IDC Japanは9月4日、通信事業者向けネットワーク機器市場の2017年実績と予測を発表した。同市場は、通信事業者向けルータと通信事業者向けEthernetスイッチで構成される。
同リポートによると、2017年の国内通信事業者向けネットワーク機器市場は、前年比 の成長率で7.0%減、市場規模は898億8600万円になることが分かった。また、2018年は3年間の市場低迷から反転し、7.5%増となった。2019年以降は第5世代移動通信システム(5G)関連のサービス向け投資も加わる。2017~2022年の年平均成長率(CAGR)は6.8%と予測される。ただし、2022年時点の同市場規模は、LTEサービス向け開始時である2010年と同水準の1250億2300万円にとどまるとしている。
国内通信事業者向けネットワーク機器市場 支出額実績と予測:2008〜2022年(出典:IDC Japan)
国内通信事業者向け市場は、LTEサービス向け投資が一巡した2015年以降低迷が続いている。
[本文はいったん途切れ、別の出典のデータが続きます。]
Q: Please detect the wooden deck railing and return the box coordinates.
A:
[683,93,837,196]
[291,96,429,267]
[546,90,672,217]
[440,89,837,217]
IDC Japanでは、明るい兆しとして、止むことのないトラフィック増加と5Gサービス開始を挙げ、さらに複雑性の増す通信事業者ネットワークにおいて次世代化志向の胎動が見られるとしている。また、2017年に見られた、次世代ネットワークの運用管理/トラフィックエンジニアリング技術として期待されるセグメントルーティングの商用環境への実装などは、次世代化志向の先駆けと評価している。
しかしIDC Japanでは、5Gサービス開始という大きなイベントは控えているものの、市場は比較的緩やかに回復すると見ている。これは、5Gサービス開始時点では、既存LTEサービス用設備の増強が中心になるため、LTEサービス開始時ほどの設備投資が必要ないからだという。
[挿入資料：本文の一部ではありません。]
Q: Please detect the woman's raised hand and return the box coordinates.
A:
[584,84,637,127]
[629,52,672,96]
通信事業者ネットワークの次世代化については、オープン化やネットワーク機器のハードウェアとソフトウェアを分離するNetwork Disaggregation、さらにはソフトウェアの内製化も現実味を帯びてきているとしている。それを踏まえ、これまでハードウェアネットワーク機器ベンダーが一体で提供してきたハードウェア、ソフトウェア、サービスを、自らが分解して強みを見直し新たな戦略へと昇華していくことが求められる、としている。